Después de lo que comentamos el otro día sobre la regla de las tres erres (reducir, reutilizar y reciclar) ahora le toca el turno a reciclar.

* ¿Qué se puede reciclar? Infinidad de cosas. Además de los básicos (cartón y papel, cristal, bricks, plásticos) hay otras muchas cosas que pueden reciclarse, tales como los aceites usados, las radiografías viejas, las pilas gastadas, los electrodomésticos inservibles, los restos orgánicos, la ropa vieja, etc…

* ¿Cómo se puede reciclar? Hay varias formas de reciclar pero hoy me voy a centrar en dos básicas: destinar los desechos al reciclaje comunitario y reciclar uno mismo sus propios desechos. En lo que al reciclaje comunitario se refiere nada más sencillo que hacer uso de los contenedores que podemos encontrar en la mayor parte de barrios y pueblos (los consabidos contenedores azules, verdes y amarillos). Pero también conocer cuál es el punto limpio más cercano a nuestro domicilio y qué tipo de elementos podemos llevar allí para que los recojan. La clave está en separar y destinar cada desecho al lugar que corresponda.
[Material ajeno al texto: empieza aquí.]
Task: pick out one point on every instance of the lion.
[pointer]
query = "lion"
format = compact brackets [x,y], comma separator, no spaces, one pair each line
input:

* ¿Es posible reciclar domésticamente? Claro que si; como decía en el punto anterior es posible (y recomendable) hacerlo: desde utilizar parte del desecho orgánico que se genera en casa para producir compost (obviamente si vives en un piso no es una opción y es mejor que lo destines al compostaje comunitario que en muchas localidades se lleva a cabo)   a buscar una nueva utilidad a objetos que ya no nos sirven, algo que iría de la mano con otra erre, reutilizar (hablaremos de ello más extensamente en una próxima entrada). La clave está en la imaginación y no hay límites para ella.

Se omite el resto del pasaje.